Michael Gove put a brave face on it over the weekend as he sought to talk up interest in free schools. Yet for all the rhetorical enthusiasm, the fact is that just eight primary free schools are likely to be ready to open in the next two years, with perhaps another 27 in some sense advanced. We should not scorn these projects: each represents the vision of their promoters and can offer extra diversity in their communities. But one can question the importance of their development to wider school reform.
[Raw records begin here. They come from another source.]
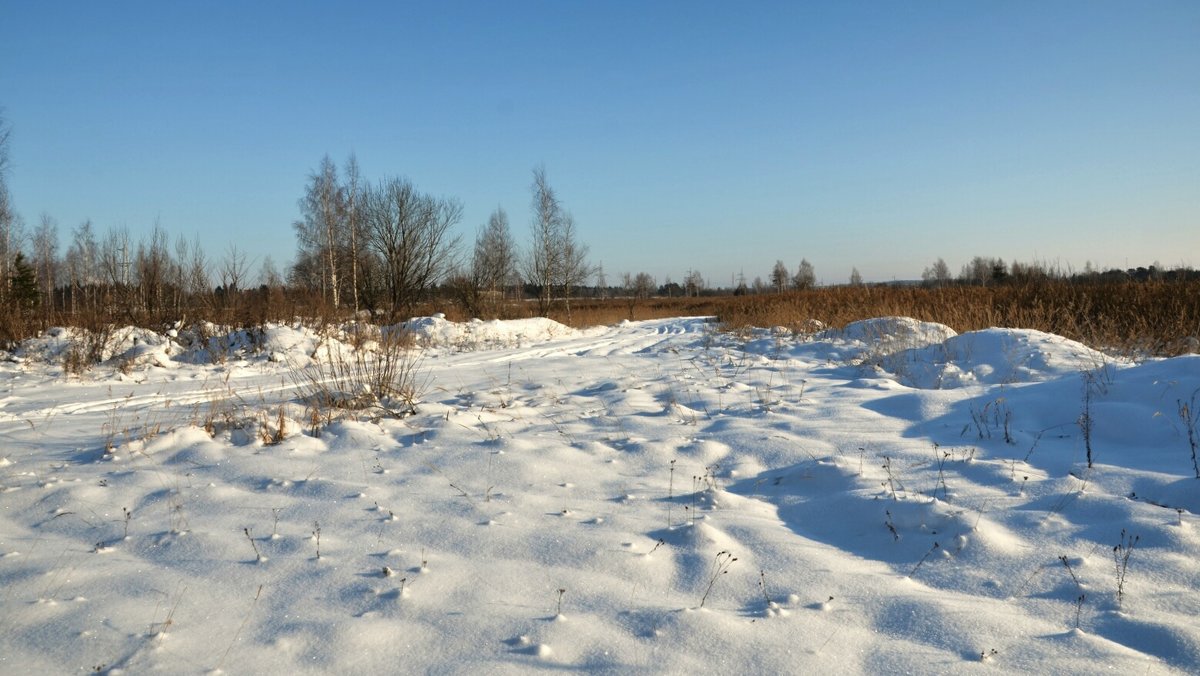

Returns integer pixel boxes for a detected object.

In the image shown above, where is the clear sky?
[0,0,1200,285]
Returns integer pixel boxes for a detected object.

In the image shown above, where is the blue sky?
[0,0,1200,285]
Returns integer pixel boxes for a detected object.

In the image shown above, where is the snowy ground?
[0,318,1200,674]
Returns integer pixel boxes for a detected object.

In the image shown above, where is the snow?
[0,317,1200,674]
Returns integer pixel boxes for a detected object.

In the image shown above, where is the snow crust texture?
[0,317,1200,674]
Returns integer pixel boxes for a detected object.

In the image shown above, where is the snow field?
[0,317,1200,674]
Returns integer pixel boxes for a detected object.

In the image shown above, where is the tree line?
[0,110,1200,343]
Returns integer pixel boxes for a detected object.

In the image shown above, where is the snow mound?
[890,329,1112,389]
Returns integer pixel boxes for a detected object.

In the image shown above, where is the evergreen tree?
[10,251,38,310]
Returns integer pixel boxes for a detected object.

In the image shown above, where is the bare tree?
[293,155,346,309]
[523,167,590,317]
[66,221,101,315]
[470,208,517,301]
[364,178,462,316]
[920,258,953,286]
[0,109,15,303]
[34,214,59,324]
[134,222,172,317]
[557,214,592,321]
[346,152,362,313]
[792,258,817,289]
[770,261,790,293]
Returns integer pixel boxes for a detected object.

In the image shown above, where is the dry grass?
[552,281,1200,355]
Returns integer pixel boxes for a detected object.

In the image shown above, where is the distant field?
[551,281,1200,357]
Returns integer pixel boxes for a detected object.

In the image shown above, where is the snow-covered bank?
[0,318,1200,674]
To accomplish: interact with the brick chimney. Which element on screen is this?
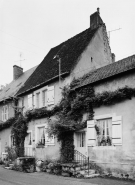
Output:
[111,53,115,63]
[90,8,103,30]
[13,65,23,80]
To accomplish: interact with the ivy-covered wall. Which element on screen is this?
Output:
[88,97,135,174]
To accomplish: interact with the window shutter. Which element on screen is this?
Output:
[28,94,32,108]
[47,86,54,105]
[2,107,4,121]
[112,116,122,145]
[87,120,96,146]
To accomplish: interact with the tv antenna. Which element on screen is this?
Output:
[15,52,25,67]
[108,28,122,43]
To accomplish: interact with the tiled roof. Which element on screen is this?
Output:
[18,28,98,95]
[0,66,37,101]
[77,55,135,87]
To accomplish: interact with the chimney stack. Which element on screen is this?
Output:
[13,65,23,80]
[111,53,115,63]
[90,8,103,30]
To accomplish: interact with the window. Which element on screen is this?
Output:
[95,118,112,146]
[11,135,15,147]
[47,86,54,105]
[25,132,32,146]
[36,92,40,108]
[38,127,45,145]
[28,94,33,109]
[35,125,54,146]
[87,116,122,146]
[42,90,47,107]
[77,132,86,147]
[91,57,93,62]
[2,105,8,121]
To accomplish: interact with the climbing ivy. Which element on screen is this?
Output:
[0,81,135,162]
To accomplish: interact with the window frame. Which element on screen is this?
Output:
[86,113,123,148]
[25,130,33,147]
[35,124,55,147]
[2,105,9,121]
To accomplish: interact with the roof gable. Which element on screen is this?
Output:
[74,55,135,88]
[18,28,98,95]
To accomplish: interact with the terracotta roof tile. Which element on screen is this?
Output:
[77,55,135,88]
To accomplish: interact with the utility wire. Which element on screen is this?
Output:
[0,29,44,50]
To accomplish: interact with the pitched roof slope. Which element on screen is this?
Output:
[18,28,98,95]
[77,55,135,87]
[0,66,37,101]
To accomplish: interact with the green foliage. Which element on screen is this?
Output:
[90,86,135,107]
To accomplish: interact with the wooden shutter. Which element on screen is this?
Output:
[87,120,96,146]
[47,86,54,105]
[112,116,122,145]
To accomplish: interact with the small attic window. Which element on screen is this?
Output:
[17,82,22,87]
[6,88,10,92]
[91,57,93,62]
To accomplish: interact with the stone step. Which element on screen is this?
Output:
[79,169,95,175]
[84,173,100,178]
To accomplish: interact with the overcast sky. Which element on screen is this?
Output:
[0,0,135,85]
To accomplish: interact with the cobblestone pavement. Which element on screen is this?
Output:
[0,166,135,185]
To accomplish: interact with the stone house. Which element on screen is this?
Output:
[74,55,135,178]
[17,9,113,160]
[0,65,36,158]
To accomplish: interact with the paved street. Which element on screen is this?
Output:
[0,166,135,185]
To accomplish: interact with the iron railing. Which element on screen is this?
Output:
[74,150,90,175]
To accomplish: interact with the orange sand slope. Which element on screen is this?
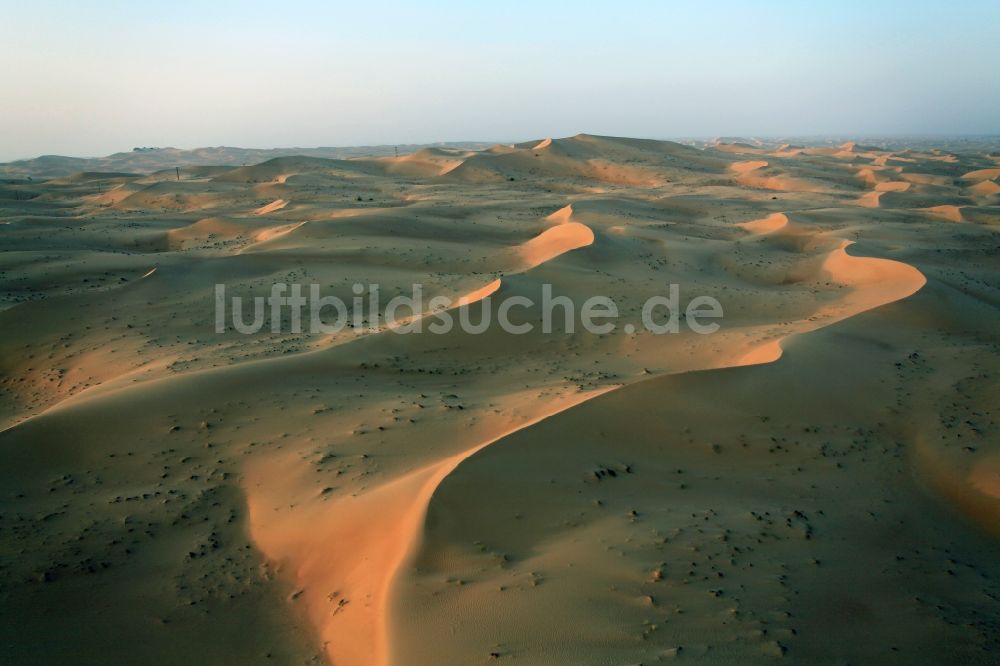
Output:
[0,134,1000,666]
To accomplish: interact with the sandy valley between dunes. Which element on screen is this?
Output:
[0,134,1000,666]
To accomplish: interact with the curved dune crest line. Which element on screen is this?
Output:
[452,278,501,308]
[244,230,926,666]
[920,204,965,222]
[244,388,610,666]
[736,213,788,234]
[516,222,594,270]
[253,199,288,215]
[854,190,884,208]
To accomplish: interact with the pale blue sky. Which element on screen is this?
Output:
[0,0,1000,160]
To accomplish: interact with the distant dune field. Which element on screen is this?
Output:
[0,134,1000,666]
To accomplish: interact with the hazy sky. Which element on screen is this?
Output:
[0,0,1000,160]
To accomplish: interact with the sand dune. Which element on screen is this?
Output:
[0,134,1000,666]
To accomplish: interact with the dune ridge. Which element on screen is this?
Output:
[0,134,1000,666]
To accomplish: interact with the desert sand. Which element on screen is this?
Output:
[0,134,1000,666]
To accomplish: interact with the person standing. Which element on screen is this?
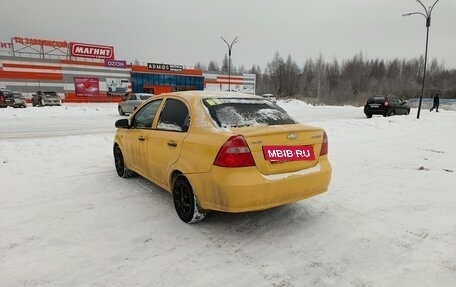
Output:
[430,93,440,112]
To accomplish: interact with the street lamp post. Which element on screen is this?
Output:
[402,0,439,119]
[220,36,239,91]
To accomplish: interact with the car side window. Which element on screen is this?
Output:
[157,99,190,132]
[131,99,162,129]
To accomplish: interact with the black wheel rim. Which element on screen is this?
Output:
[114,147,125,176]
[173,179,195,222]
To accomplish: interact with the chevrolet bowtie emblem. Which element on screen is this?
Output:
[287,134,298,140]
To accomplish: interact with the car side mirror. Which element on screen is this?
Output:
[115,119,130,129]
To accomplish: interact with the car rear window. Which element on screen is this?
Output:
[203,98,297,128]
[139,95,151,101]
[367,96,385,104]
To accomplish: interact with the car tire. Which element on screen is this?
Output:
[173,175,206,223]
[114,145,133,178]
[117,106,125,116]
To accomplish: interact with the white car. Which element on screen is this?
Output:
[117,93,154,116]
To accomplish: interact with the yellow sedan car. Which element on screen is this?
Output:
[113,91,332,223]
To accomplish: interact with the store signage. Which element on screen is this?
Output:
[105,59,127,68]
[0,42,13,49]
[13,37,68,48]
[70,42,114,59]
[147,63,184,72]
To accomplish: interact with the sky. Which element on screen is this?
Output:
[0,0,456,69]
[0,100,456,287]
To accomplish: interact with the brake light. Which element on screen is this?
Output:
[214,136,255,167]
[320,132,328,155]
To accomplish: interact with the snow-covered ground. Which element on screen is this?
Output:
[0,100,456,287]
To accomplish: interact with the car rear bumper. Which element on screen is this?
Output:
[187,158,332,212]
[364,108,389,115]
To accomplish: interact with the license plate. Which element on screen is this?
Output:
[263,145,315,161]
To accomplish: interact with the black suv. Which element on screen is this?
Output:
[364,95,410,118]
[0,89,14,108]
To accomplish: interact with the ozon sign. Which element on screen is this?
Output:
[105,59,127,68]
[70,42,114,60]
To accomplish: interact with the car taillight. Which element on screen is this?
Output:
[214,136,255,167]
[320,132,328,155]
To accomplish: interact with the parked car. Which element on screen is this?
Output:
[113,91,332,223]
[364,95,410,118]
[32,91,62,106]
[261,94,276,102]
[13,91,27,108]
[117,93,154,116]
[0,88,14,108]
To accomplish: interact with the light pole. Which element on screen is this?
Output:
[402,0,439,119]
[220,36,239,91]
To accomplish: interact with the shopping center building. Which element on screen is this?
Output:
[0,37,255,102]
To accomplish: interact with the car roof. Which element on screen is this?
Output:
[129,93,155,96]
[159,91,263,100]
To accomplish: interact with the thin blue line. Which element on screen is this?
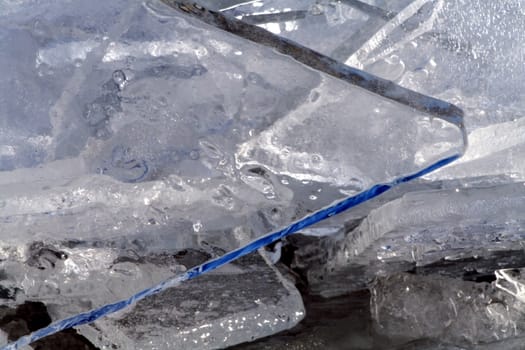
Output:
[1,154,461,350]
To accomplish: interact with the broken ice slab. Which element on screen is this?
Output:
[75,255,304,349]
[371,274,525,348]
[289,183,525,296]
[336,0,525,182]
[0,242,304,349]
[228,0,525,182]
[0,1,463,246]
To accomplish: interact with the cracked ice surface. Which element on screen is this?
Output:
[0,2,461,246]
[0,0,463,348]
[228,0,525,182]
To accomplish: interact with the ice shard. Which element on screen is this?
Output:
[0,0,465,347]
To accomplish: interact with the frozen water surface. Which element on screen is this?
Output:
[0,0,525,349]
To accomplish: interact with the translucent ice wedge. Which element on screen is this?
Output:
[0,1,465,348]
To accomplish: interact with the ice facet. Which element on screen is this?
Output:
[0,0,470,349]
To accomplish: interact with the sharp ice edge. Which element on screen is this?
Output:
[2,155,461,350]
[0,0,464,348]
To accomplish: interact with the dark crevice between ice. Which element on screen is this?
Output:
[0,301,97,350]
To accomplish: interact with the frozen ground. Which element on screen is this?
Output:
[0,0,525,349]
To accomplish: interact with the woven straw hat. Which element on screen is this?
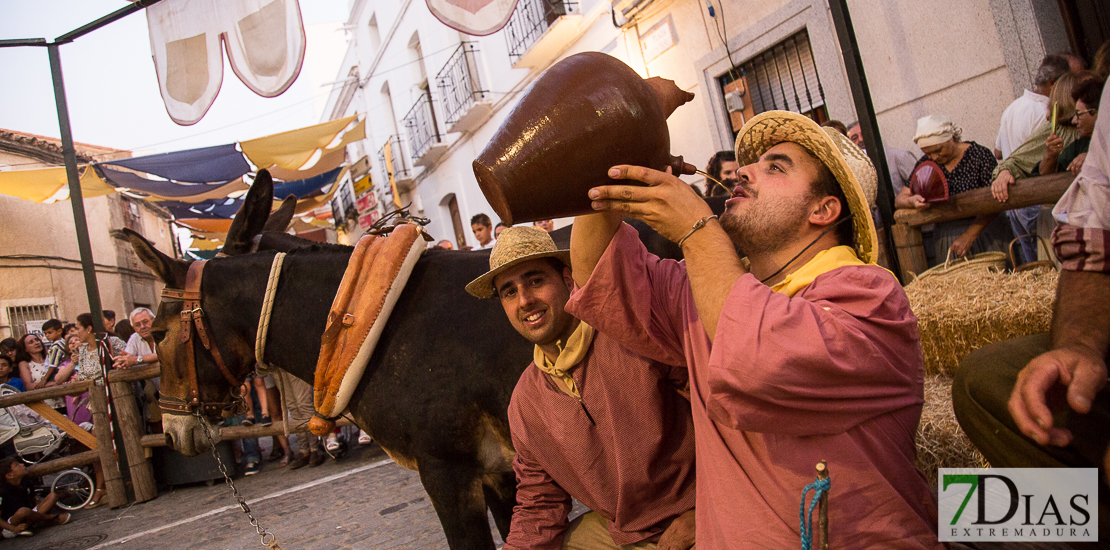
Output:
[466,227,571,298]
[736,111,879,263]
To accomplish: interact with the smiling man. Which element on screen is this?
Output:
[567,111,941,550]
[466,227,695,550]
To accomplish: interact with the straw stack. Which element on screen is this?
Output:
[906,269,1057,377]
[917,374,990,487]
The TES in an editorial last Friday argued that free schools are an irrelevant sideshow, arguing that the system is only likely to take off if for-profit providers are allowed, something politically untenable at least before the next election.
And a closer inspection of the eight free schools announced on Friday suggests little that could not have been established under existing programmes.
* There is a Suffolk school becoming 'free' to avert local authority closure by becoming a secondary school
* Jewish, Hindu and Anglican religious schools of the sort that expanded significantly under Labour
* A Montessori school that will surely eschew ministerial phonics edicts
* Two schools that actually call themselves academies, one established by Ark, one of the strongest academy chains and the other by a next door primary academy in Enfield.
* There is only one school that suggests a genuine desire by parents and teachers to introduce something wholly new: The Free School, Norwich
Essentially they are eight new academies - albeit mainly in the primary sector where Labour unwisely declined to expand academies. They differ little from existing academies or religious schools, and the pattern seems little different with most of the other 27 (aside, perhaps, from the planned Mahirishi school in Lancashire.
All of which makes one wonder why Andy Burnham, Labour's education spokesman, has set himself so against free schools. His opposition is as ridiculous as the elaborate claims being made by their enthusiasts on the other side. Free schools may offer a useful addition to the educational landscape, they may provide a little extra competition (and a few planning headaches for some councils). And they may give their pupils and parents a sense that state education can meet their needs.
But they seem pretty unlikely to transform the system in the way that the original secondary academies (and, legally, free schools are simply academies) - particularly those established in disadvantaged areas with strong sponsors - already have. That is because, unlike Sweden or America, where free and charter schools have thrived, Britain already has a strong tradition of diversity and independence in the state sector. That said, no Labour government is going to reverse what has already been set up: so our spokespeople should stop pretending otherwise. Instead, let's welcome those free schools that see the light of day, but focus our energies on ensuring that academies - whatever they are called - continue to advance the lifechances of children in the poorest areas of the country.